See Open protocols and ports between the hosts.

Also, Docker 17.05.0 is pretty old. You should consider installing something more recent.

1 Like

Thanks for repply.

sysadmin@ubuntu-1:~$ sudo netstat -tulp
Active Internet connections (only servers)
Proto Recv-Q Send-Q Local Address Foreign Address State PID/Program name
tcp 0 0 :ssh : LISTEN 1246/sshd
tcp 0 0 :24007 : LISTEN 22229/glusterd
tcp 0 0 :sunrpc : LISTEN 22380/rpcbind
tcp6 0 0 [::]:ssh [::]:
LISTEN 1246/sshd
tcp6 0 0 [::]:2377 [::]:
LISTEN 14117/dockerd
tcp6 0 0 [::]:7946 [::]:
LISTEN 14117/dockerd
tcp6 0 0 [::]:sunrpc [::]:* LISTEN 22380/rpcbind
udp 0 0 :4789 : -
udp 0 0 :932 : 22380/rpcbind
udp 0 0 :sunrpc : 22380/rpcbind
udp6 0 0 [::]:932 [::]:
22380/rpcbind
udp6 0 0 [::]:7946 [::]:
14117/dockerd
udp6 0 0 [::]:sunrpc [::]:
22380/rpcbind

I have this ports opens, but the problems continue…

Hi! DId you figure out what was the issue? I am facing the same issue!

Hi, Is there a solution for this issue, i’m also facing the same issue.

  1. installed the latest version
  2. ports are open

I’m facing the same issue!
And if you try to join the node again it says that the node is already part of another swarm.
And what is more frustrating is that if you create new VMs the problem repeats.

1 Like

Solved it (On my Windows machine):
Just force remove the nodes using --force or -f:

docker-machine rm myvm1 -f
docker-machine rm myvm2 -f

Remove the nodes as well on Hyper-V Manage, just in case the system hasn’t refreshed it yet.

And restart from the step:

docker-machine create -d hyperv --hyperv-virtual-switch "myswitch" myvm1 

I believe my mistake was not being extremelly careful about the command:

docker-machine swarm init 
1 Like

Is the node which cannot be joined to the Swarm a Windows node? Have you tried to a Linux node to join swarm?

@sanunes thanks, worked for me, but what a brittle piece of software docker-machine is, silently hangs with no error message!

I only opened up port 2377 on the manager node and it started working. Thanks!
Not sure what other errors I may encounter because I have not open up other ports.

BTW, I am doing this on AWS and running CentOS (Centos 7 Linux 3.10.0-1062.4.1.el7.x86_64, Docker-CE version 19.03.4).

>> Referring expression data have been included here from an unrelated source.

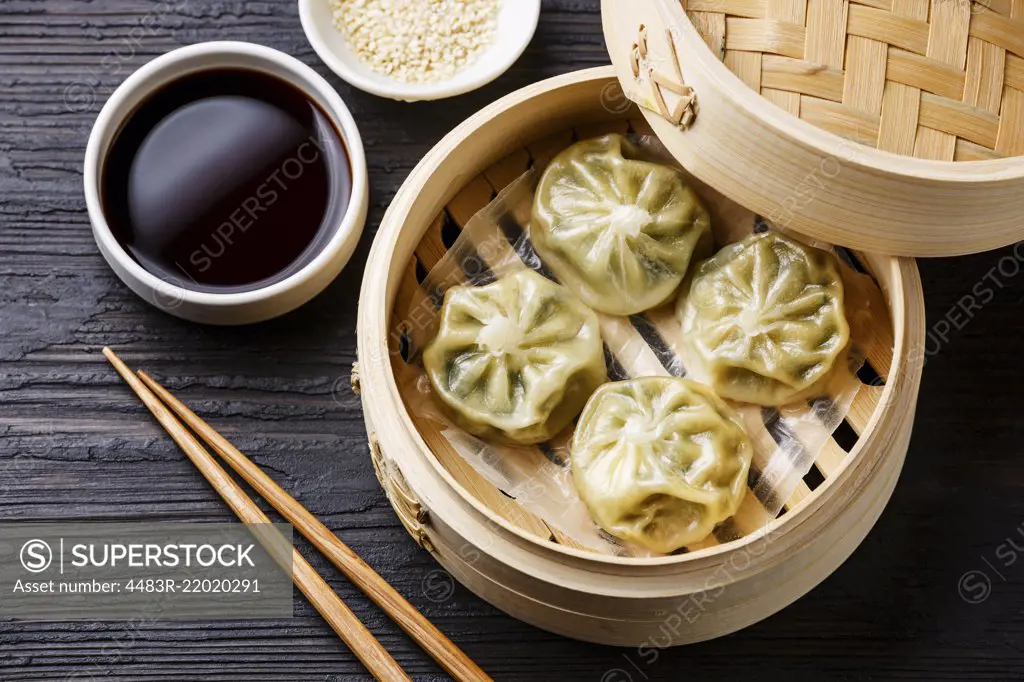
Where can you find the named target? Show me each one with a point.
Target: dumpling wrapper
(621, 232)
(659, 461)
(515, 360)
(765, 317)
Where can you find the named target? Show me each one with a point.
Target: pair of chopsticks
(341, 619)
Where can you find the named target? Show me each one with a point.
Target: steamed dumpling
(659, 461)
(619, 231)
(515, 360)
(765, 317)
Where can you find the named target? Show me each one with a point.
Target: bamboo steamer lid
(893, 126)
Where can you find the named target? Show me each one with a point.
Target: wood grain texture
(76, 444)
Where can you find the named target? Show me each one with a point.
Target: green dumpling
(765, 318)
(515, 360)
(621, 232)
(659, 461)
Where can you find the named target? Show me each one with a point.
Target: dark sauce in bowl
(225, 180)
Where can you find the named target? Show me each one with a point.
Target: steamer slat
(766, 564)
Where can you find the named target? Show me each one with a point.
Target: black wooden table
(76, 444)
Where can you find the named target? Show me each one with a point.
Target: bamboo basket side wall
(524, 568)
(464, 202)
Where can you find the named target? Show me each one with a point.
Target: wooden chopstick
(433, 641)
(339, 616)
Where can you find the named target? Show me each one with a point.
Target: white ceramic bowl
(516, 25)
(226, 308)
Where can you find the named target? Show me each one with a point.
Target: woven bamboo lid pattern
(875, 102)
(940, 80)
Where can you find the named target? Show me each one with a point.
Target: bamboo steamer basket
(510, 557)
(919, 102)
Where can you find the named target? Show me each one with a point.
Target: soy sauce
(225, 180)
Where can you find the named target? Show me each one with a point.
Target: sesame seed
(417, 41)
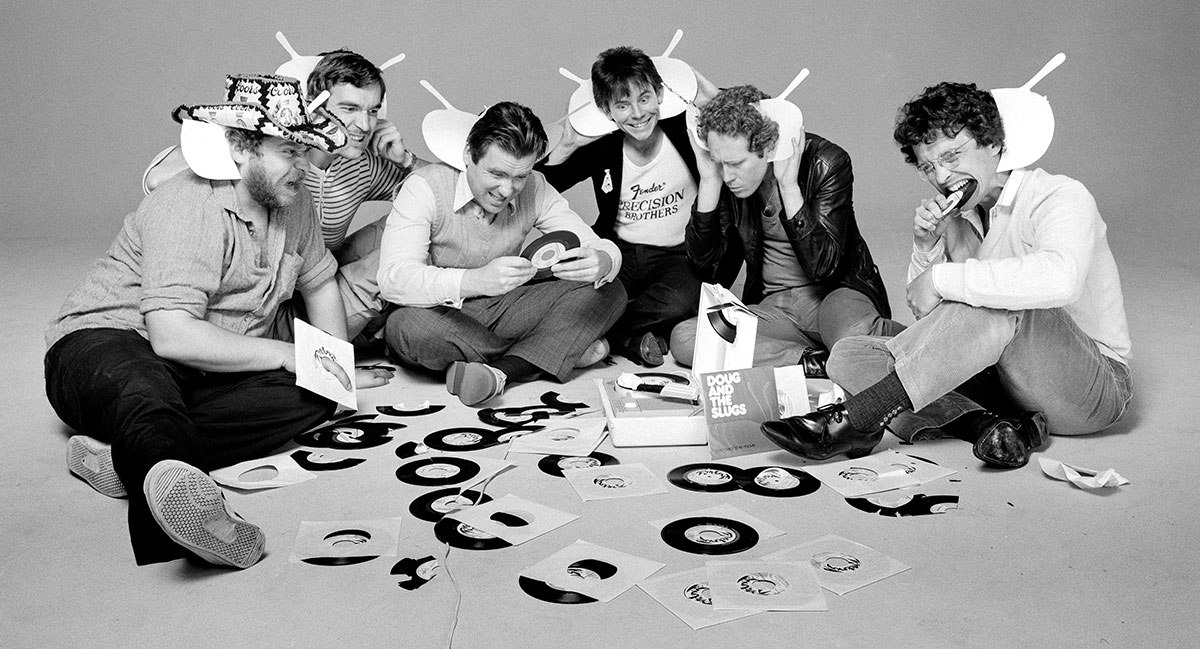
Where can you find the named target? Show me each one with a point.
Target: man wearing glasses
(1021, 329)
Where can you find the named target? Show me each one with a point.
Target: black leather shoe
(822, 434)
(646, 349)
(813, 360)
(1008, 443)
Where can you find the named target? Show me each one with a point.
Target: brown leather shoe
(1008, 443)
(822, 434)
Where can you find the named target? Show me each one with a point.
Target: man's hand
(922, 294)
(499, 276)
(582, 264)
(930, 222)
(371, 377)
(387, 143)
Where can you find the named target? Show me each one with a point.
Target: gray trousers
(547, 323)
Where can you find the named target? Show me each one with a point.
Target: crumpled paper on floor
(1084, 479)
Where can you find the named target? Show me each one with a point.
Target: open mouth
(960, 192)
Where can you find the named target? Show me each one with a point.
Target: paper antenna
(1045, 70)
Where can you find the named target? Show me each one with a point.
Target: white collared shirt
(1047, 248)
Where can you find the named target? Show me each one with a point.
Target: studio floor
(1023, 562)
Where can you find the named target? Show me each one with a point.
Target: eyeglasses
(947, 161)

The opening and closing of ports is done via AWS Security Groups. Not through firewalld configurations.

@seantshen 's solution worked for me on AWS instance.

If you are using aws for creating instances i have sloution for this error, go to ur ec2 instances in aws and select the instance and go to security and edit inbound rules and add custom tcp 2377 there and save and try this again…

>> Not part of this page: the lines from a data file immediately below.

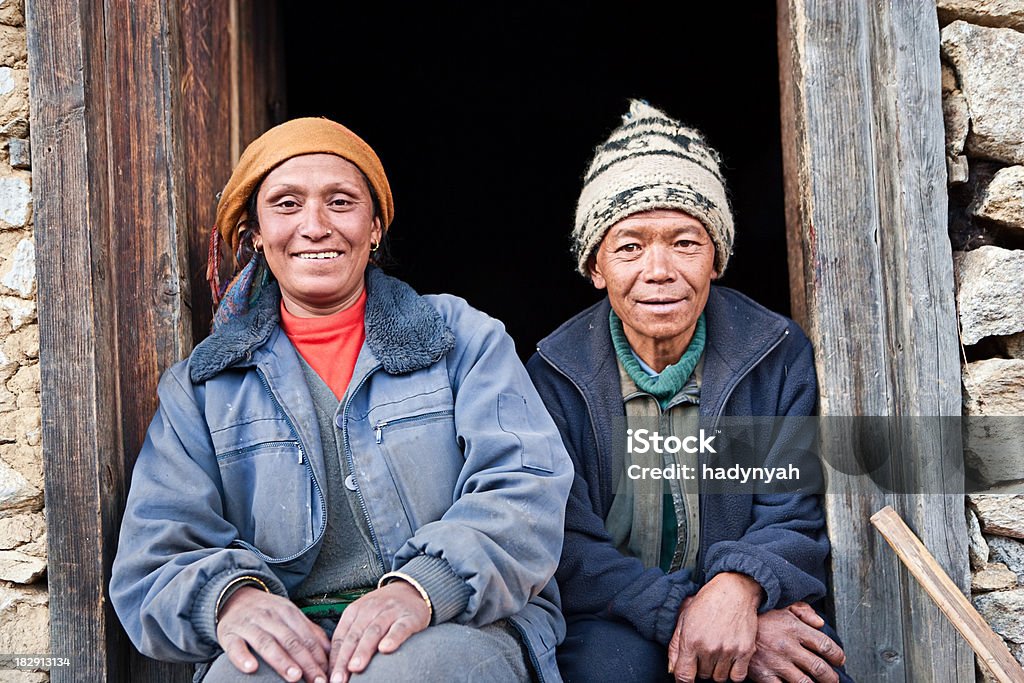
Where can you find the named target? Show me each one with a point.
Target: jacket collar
(403, 331)
(739, 333)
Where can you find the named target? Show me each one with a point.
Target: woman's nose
(314, 223)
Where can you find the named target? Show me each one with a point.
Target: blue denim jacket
(457, 463)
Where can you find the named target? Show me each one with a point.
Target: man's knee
(598, 649)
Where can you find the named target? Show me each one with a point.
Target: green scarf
(672, 379)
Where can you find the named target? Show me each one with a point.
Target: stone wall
(983, 101)
(24, 611)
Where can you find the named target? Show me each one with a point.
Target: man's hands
(379, 622)
(721, 640)
(254, 621)
(791, 648)
(278, 631)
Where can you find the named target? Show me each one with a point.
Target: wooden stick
(985, 642)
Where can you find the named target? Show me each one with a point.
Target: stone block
(948, 79)
(994, 387)
(957, 170)
(13, 102)
(989, 292)
(1005, 612)
(993, 578)
(988, 63)
(19, 270)
(18, 152)
(12, 12)
(20, 567)
(27, 461)
(15, 201)
(1003, 199)
(17, 311)
(16, 494)
(1000, 514)
(1013, 345)
(957, 120)
(25, 620)
(995, 13)
(1009, 552)
(13, 47)
(977, 548)
(993, 450)
(20, 529)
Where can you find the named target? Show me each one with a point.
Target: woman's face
(315, 228)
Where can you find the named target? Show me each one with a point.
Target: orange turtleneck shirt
(330, 344)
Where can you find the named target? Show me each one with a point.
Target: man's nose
(657, 265)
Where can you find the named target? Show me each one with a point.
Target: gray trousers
(443, 652)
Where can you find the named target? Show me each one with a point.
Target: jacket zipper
(254, 446)
(718, 418)
(603, 471)
(379, 429)
(302, 461)
(351, 466)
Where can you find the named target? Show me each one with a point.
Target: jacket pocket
(424, 460)
(515, 418)
(267, 498)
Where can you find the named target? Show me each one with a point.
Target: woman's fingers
(253, 621)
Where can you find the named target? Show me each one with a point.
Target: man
(704, 586)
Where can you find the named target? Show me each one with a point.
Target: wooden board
(131, 127)
(871, 276)
(991, 650)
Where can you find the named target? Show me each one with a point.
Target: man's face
(656, 266)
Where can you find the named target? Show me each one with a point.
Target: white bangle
(401, 575)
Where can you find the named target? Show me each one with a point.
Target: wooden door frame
(139, 110)
(871, 283)
(137, 113)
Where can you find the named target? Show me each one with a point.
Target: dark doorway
(485, 116)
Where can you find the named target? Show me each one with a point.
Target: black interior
(485, 117)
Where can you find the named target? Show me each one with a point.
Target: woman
(346, 478)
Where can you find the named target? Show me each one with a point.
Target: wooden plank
(989, 647)
(78, 337)
(203, 118)
(866, 228)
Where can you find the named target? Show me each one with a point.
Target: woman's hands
(716, 630)
(254, 621)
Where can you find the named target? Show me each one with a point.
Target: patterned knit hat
(651, 162)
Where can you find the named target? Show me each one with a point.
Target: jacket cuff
(753, 567)
(449, 594)
(668, 613)
(216, 591)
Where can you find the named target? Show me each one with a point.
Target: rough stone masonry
(982, 44)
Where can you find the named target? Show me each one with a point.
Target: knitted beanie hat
(651, 162)
(294, 138)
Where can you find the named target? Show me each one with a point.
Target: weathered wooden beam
(871, 278)
(81, 429)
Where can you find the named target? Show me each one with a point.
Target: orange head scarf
(292, 138)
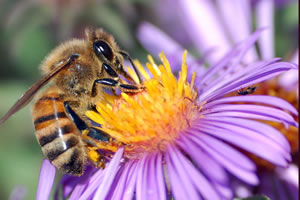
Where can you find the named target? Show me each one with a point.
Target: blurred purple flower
(197, 163)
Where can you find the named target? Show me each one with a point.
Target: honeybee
(248, 90)
(78, 71)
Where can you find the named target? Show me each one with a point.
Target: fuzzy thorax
(150, 120)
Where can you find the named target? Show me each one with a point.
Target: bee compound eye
(101, 47)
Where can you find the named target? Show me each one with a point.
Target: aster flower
(181, 138)
(214, 25)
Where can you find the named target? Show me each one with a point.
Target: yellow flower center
(146, 122)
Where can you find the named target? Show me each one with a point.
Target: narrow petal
(257, 76)
(118, 189)
(199, 181)
(131, 182)
(141, 182)
(273, 113)
(225, 160)
(94, 182)
(151, 185)
(209, 166)
(247, 140)
(47, 176)
(181, 185)
(227, 151)
(265, 18)
(269, 100)
(224, 190)
(109, 175)
(81, 184)
(160, 177)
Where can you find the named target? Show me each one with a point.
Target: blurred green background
(29, 29)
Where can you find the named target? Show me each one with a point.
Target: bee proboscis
(77, 71)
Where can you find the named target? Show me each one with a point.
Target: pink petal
(47, 177)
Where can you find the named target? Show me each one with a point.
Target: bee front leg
(125, 54)
(89, 134)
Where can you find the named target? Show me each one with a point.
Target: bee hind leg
(89, 134)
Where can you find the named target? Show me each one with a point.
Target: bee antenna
(125, 54)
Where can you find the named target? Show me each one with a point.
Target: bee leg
(107, 82)
(125, 54)
(93, 154)
(80, 124)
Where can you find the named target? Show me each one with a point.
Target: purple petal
(290, 175)
(226, 161)
(289, 80)
(152, 191)
(264, 16)
(160, 177)
(270, 100)
(141, 187)
(273, 114)
(47, 176)
(232, 83)
(199, 181)
(181, 185)
(81, 184)
(94, 182)
(118, 188)
(209, 166)
(224, 190)
(220, 79)
(109, 175)
(227, 151)
(247, 139)
(295, 58)
(131, 182)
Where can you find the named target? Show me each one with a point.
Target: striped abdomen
(58, 136)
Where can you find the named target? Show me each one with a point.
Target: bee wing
(29, 94)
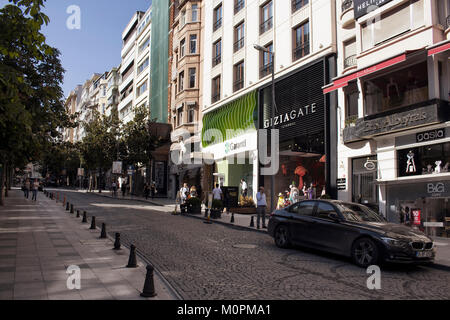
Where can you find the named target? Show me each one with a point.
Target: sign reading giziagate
(363, 7)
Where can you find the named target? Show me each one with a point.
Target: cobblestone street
(218, 262)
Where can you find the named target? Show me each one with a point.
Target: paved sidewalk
(39, 240)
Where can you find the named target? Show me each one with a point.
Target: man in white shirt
(244, 188)
(261, 207)
(217, 193)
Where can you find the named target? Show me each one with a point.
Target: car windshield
(359, 213)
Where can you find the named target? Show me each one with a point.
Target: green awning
(240, 116)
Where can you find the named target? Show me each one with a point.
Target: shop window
(396, 89)
(364, 189)
(426, 160)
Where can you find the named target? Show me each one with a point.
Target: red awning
(438, 48)
(343, 81)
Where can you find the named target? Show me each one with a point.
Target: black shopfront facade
(306, 120)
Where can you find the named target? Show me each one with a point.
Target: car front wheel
(365, 252)
(282, 238)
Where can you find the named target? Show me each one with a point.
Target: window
(143, 65)
(238, 5)
(192, 73)
(239, 76)
(142, 88)
(215, 89)
(266, 61)
(399, 20)
(194, 17)
(182, 47)
(298, 4)
(181, 81)
(193, 44)
(266, 17)
(301, 41)
(350, 53)
(324, 209)
(305, 208)
(239, 37)
(396, 89)
(217, 17)
(217, 52)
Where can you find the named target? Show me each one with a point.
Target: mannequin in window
(393, 94)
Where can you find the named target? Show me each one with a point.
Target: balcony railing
(301, 51)
(350, 61)
(347, 4)
(298, 4)
(238, 84)
(239, 44)
(216, 60)
(239, 6)
(266, 25)
(217, 24)
(265, 70)
(215, 97)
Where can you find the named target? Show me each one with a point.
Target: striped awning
(236, 117)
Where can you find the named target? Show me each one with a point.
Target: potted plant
(194, 205)
(216, 209)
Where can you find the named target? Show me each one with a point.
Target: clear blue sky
(95, 48)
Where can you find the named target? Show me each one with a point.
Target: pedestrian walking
(34, 190)
(261, 206)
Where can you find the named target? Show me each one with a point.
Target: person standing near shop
(261, 206)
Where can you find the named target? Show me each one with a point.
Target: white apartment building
(236, 89)
(135, 66)
(393, 95)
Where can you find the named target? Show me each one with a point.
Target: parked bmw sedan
(349, 229)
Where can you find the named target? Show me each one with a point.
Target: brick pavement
(39, 240)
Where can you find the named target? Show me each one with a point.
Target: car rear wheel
(365, 252)
(282, 238)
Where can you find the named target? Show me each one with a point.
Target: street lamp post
(272, 112)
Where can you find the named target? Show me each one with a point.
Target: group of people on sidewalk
(32, 186)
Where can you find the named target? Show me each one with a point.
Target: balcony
(217, 24)
(239, 44)
(265, 70)
(350, 61)
(216, 60)
(238, 85)
(301, 51)
(266, 25)
(239, 6)
(347, 15)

I got the same error when trying to join a swarm cluster as a worker Used 2 VMs from Google cloud for this…

Manager node was working fine …docker info–> swarm did not give any errors. but when i try to join the worker nodes with the token … i got this error "Error response from daemon: Timeout was reached before node joined. The attempt to join the swarm will continue in the background. Use the “docker info” command to see the current swarm status of your node. " while docker info showed me
“rpc error: code = DeadlineExceeded desc = context deadline exceeded in swarm error”

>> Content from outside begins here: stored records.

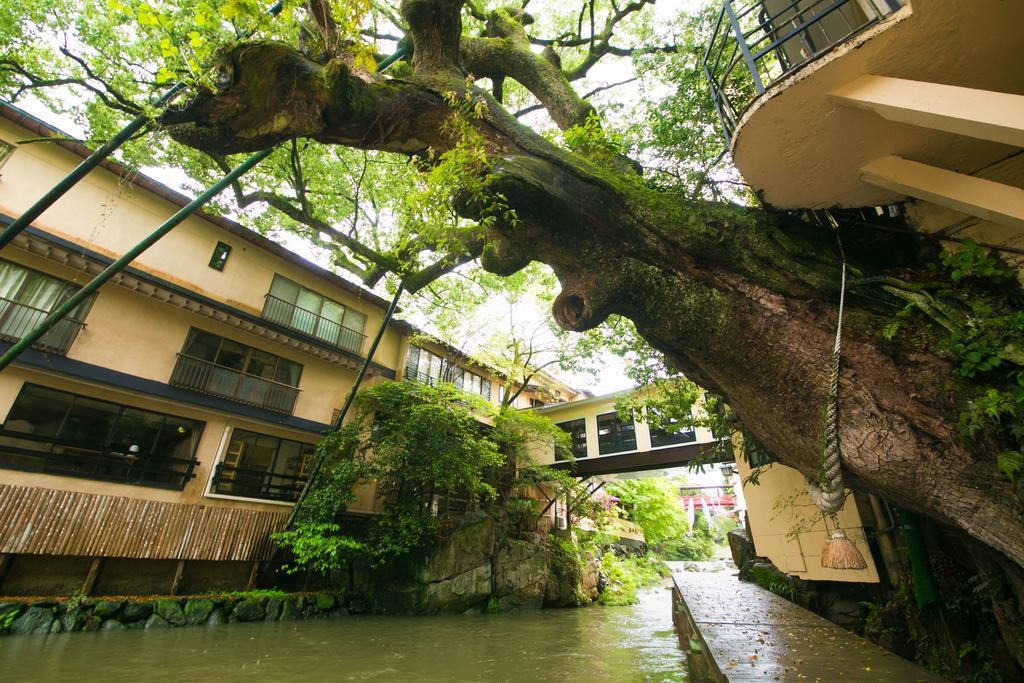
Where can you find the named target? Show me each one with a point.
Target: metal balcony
(214, 380)
(230, 480)
(17, 319)
(295, 317)
(757, 43)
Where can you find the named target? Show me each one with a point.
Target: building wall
(589, 410)
(788, 529)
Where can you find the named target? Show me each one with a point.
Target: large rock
(198, 610)
(249, 610)
(458, 594)
(136, 611)
(107, 609)
(741, 547)
(470, 546)
(521, 572)
(171, 612)
(34, 621)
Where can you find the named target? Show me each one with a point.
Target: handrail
(245, 482)
(764, 41)
(16, 318)
(197, 374)
(343, 331)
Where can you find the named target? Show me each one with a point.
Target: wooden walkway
(737, 631)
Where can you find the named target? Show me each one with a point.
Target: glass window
(578, 432)
(219, 257)
(305, 310)
(65, 433)
(614, 435)
(261, 466)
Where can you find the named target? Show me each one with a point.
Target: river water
(635, 643)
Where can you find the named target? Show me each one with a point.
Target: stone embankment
(42, 616)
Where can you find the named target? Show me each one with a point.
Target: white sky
(610, 376)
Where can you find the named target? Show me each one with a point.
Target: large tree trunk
(743, 301)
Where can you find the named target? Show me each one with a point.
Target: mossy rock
(249, 610)
(107, 609)
(157, 622)
(33, 621)
(171, 611)
(289, 610)
(272, 609)
(216, 617)
(73, 620)
(325, 602)
(136, 611)
(197, 611)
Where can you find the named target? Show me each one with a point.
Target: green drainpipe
(926, 590)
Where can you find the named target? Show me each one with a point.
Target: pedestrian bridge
(603, 443)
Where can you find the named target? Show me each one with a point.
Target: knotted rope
(827, 494)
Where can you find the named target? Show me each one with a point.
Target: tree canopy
(493, 144)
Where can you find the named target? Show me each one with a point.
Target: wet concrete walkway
(740, 632)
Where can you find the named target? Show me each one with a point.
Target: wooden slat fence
(45, 521)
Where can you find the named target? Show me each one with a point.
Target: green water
(635, 643)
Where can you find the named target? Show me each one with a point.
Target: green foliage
(625, 574)
(653, 504)
(418, 442)
(317, 547)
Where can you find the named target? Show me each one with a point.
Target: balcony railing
(22, 452)
(230, 480)
(287, 313)
(17, 319)
(756, 43)
(209, 378)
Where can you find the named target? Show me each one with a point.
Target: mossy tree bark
(742, 300)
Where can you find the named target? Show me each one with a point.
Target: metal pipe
(348, 402)
(93, 160)
(80, 171)
(68, 306)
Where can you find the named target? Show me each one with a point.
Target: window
(260, 466)
(224, 368)
(220, 254)
(659, 437)
(6, 150)
(614, 435)
(27, 296)
(58, 432)
(428, 368)
(578, 432)
(293, 305)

tried a lot of different things finally below solution worked.

solution. -->. i used “docker swarm init --force-new-cluster”. in one of the vms i tried to join the as a worker… and then i used “docker swarm leave --force” on the existing manager node … and the joined that one as a worker to the newly created cluster. Other vm also also worked when tried to join as workers for the new cluster…

ubuntu - 18.04
docker version -20.10.17

1 Like

I have also got the same issue while trying this on a aws cloud. After that i allowed
*** Port 2377 TCP for communication with and between manager nodes**
*** Port 7946 TCP/UDP for overlay network node discovery**
*** Port 4789 UDP (configurable) for overlay network traffic**

Then i run the command docker swarm leave and the tried and got the result. Ports are not allowed in security group that’s why i got the error when i allowed the ports then i got the results.

After docker swarm init, I got the following.

docker swarm join --token SWMTKN-1-1doee9kyse6xmvedqt9x0peedkilbxb4brnsascsnmepd23vj0-8arz43emxx389hkm5p62s3h5a 192.168.0.73:2377

Replace 192.168.0.73 with my public ip solved the problem.